Tout est pensé pour que même un novice puisse prendre facilement le jeu en main. Combattre ce Boss ne sera pas si évident, il faudra déjà repérer des faiblesses et apprendre son cycle pour pouvoir le vaincre. Nous noterons le choix de mettre des « Super combos » qui s’activent en remplissant une jauge et en ramassant des cristaux ou Athra sur nos ennemis vaincus. Ceux-ci se matérialisent par l’ insertion d’une cinématique agréable à regarder, que ce soit du côté de notre héros mais aussi de nos adversaires (boss ou mini boss).
Sargon a toute une panoplie de coups qui viennent étoffer ses actions au fil de vos découvertes et de vos explorations. Ainsi, si vous le trouvez, vous pourrez posséder, par exemple, l’ arc de Menolias. Une multitude de capacités venant s’ajouter soit par l’ achat ou l’amélioration d’amulettes dans la boutique, soit en les trouvant lors de votre exploration. Ces amulettes ayant chacune une spécificité comme par exemple l’amulette « oiseau de prospérité » qui vous permet de savoir si a proximité se trouve un coffre ou un objet caché, ou encore celle du « roi dragon » qui protège d un coup mortel…nous vous laissons découvrir le reste au cours de votre jeu.
Vous ne pourrez porter qu’un nombre spécifique d’amulettes et de coups spéciaux (comme la « vague de Vayu« ) et on ne peut les changer qu’auprès d’un arbre Wak Wak que vous allez découvrir au gré des niveaux , qui fait aussi office de point de sauvegarde et de restauration de vie …

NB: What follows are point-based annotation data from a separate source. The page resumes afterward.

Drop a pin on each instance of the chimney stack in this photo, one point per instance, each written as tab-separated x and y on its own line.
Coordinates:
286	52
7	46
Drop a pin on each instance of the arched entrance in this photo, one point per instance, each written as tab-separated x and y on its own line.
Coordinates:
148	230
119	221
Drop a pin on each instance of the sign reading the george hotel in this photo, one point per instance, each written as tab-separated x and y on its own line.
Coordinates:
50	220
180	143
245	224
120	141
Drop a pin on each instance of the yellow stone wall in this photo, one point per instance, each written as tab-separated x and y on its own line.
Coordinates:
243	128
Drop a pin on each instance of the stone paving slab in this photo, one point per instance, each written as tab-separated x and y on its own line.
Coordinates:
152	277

En ce qui concerne les différents niveaux, ou plutôt zones d’exploration, elles ont tous des ennemis , une faune, une flore, et un habitat spécifique et chaque lieu a sa propre atmosphère, ce qui n’est pas pour nous déplaire.
Comme vous l’avez compris, The Lost Crown est avant tout un jeu d’exploration, de plateforme et de combat, le tout dans une ambiance musicale qui colle bien au jeu même si on peut regretter qu’elle ne soit pas un peu plus marquante. Nous n’avons pas de titre qui resteront en mémoire et pourtant, Ubisoft a fait appel à un duo de choc : l’artiste Iranienne Samar Rad alias Mentrix d’un côté et Gareth Coker (qui a travaillé sur Ori and the will of the wisp ou encore Mario + Lapins Crétins Sparks of Hope) et de l’autre pour renouer avec le côté oriental de la saga tout en n’oubliant pas le passif rock orchestral de la licence.

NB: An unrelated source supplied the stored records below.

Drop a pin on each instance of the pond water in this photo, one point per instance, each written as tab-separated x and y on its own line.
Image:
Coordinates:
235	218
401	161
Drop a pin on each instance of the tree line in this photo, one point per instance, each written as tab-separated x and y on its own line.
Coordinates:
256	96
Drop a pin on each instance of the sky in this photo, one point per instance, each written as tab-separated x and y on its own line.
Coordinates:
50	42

Nous remarquons aussi qu’il ont aussi pensé à inclure des « fragments de mémoire« , qui est un marqueur de zone qui vous permet de prendre une zone en photo afin de pouvoir y revenir plus tard, ce qui peut s’avérer très utile du fait de retours incessants entre les zones, ne serait-ce que pour combattre et engranger de la monnaie, ou en attendant d’avoir la compétence adéquate.. D’autant plus qu’il y a très peu de voyage rapide entre les zones (est-ce un choix assumé des studios à pousser vers l’ exploration ?!).
Pour conclure, il est certain que le Prince of Persia The Lost Crown est loin de son côté originel et que le choix d’un metroidvania ne fera pas l’unanimité des joueurs. Même s’il est loin d’être un triple A, il a tout d’un très bon titre auquel on prend un réel plaisir à jouer et errer, tout en combattant ,virevoltant, glissant sous les ennemis pour mieux les vaincre.
Même si certains choix auraient pu être améliorés, comme une histoire un peu plus travaillée, ou avoir des dialogues sous forme de cinématiques ,l’expérience In Game reste immersive ,jouissive et prenante. C’est un premier pas prometteur pour Ubisoft dans ce type de jeu dans lequel on ne l’attendait pas forcément.